Objective: To investigate the effectiveness of ornidazole in inhibiting the progression of endometriosis in a rat model.Design: This was an in vivo experiment, including the ornidazole group (n=16) and the control group (n=14). Rats were provided with free access to water containing ornidazole (1 g/L) or drinking water only for 14 days.Materials and Methods: Surgical induction of endometriosis was performed in Sprague Dawley rats via autologous endometrial transplantation. Rats were provided with free access to water containing ornidazole (1 g/L) or drinking water only for 14 days. Once the rats were euthanized (ornidazole group, n=16; control group, n=14), histological signatures and the volumes of endometriosis lesions were assessed. Cells positive for the inflammatory cytokines interleukin (IL)-1 beta, IL-6, and tumor necrosis factor (TNF)-alpha were counted. Angiogenesis was identified by assessing vascular endothelial growth factor (VEGF) and microvessel density. Results: The median lesion volume was lower in the ornidazole group (20.2 mm3; range, 5.7-53.3 mm3) than in the control group (81.25 mm3; range, 32.8-122.2 mm3; P = 0.007). Median IL-1 beta cell counts were 5.3 (range, 4.5-6.4) for ornidazole and 11.7 (range, 9.4-15.4) for control (P < 0.001). Mean IL-6 cell counts were 5.6 +/- 1.8 for ornidazole and 11.3 +/- 4.1 for control (P < 0.001). Median TNF-alpha cell counts were 5.7 (range, 4.5-7.2) for ornidazole and 12.1 (range, 10.0-15.9) for control (P < 0.001). Median VEGF cell counts were 8.1 (range, 6.5-11.4) for ornidazole and 18.3 (range, 14.2-21.0) for control (P = 0.001). Median microvessel density values were 11.3 (range, 7.7-21.8) for ornidazole and 28.7 (range, 13.1-48.2) for control (P = 0.012). Limitations: This study is a short period and small sample size experiment. In this study, multiple drug concentrations were not used. These findings are from a rat model of surgically induced endometriosis, and we did not evaluate the optimal dose of ornidazole or its hepatoxicity and nephrotoxicity in rats.

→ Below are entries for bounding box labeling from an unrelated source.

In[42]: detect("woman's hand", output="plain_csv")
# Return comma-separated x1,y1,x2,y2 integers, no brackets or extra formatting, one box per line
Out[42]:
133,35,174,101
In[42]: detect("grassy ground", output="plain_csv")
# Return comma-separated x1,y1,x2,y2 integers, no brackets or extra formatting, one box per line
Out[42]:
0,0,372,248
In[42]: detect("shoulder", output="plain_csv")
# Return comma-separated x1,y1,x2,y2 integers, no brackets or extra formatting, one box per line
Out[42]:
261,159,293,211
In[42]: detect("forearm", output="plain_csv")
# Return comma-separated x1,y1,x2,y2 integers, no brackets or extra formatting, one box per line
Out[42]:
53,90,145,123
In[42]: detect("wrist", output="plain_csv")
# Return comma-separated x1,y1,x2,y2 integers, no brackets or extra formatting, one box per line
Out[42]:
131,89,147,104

We did not use in vitro models to assess the anti-inflammatory and antiangiogenic effects of ornidazole on endometriosis, and the specific anti-inflammatory and antiangiogenic mechanisms associated with ornidazole need to be further investigated.Conclusion: Ornidazole restricts the growth of endometriosis in rats, possibly by exerting anti-inflammatory and anti-angiogenesis effects.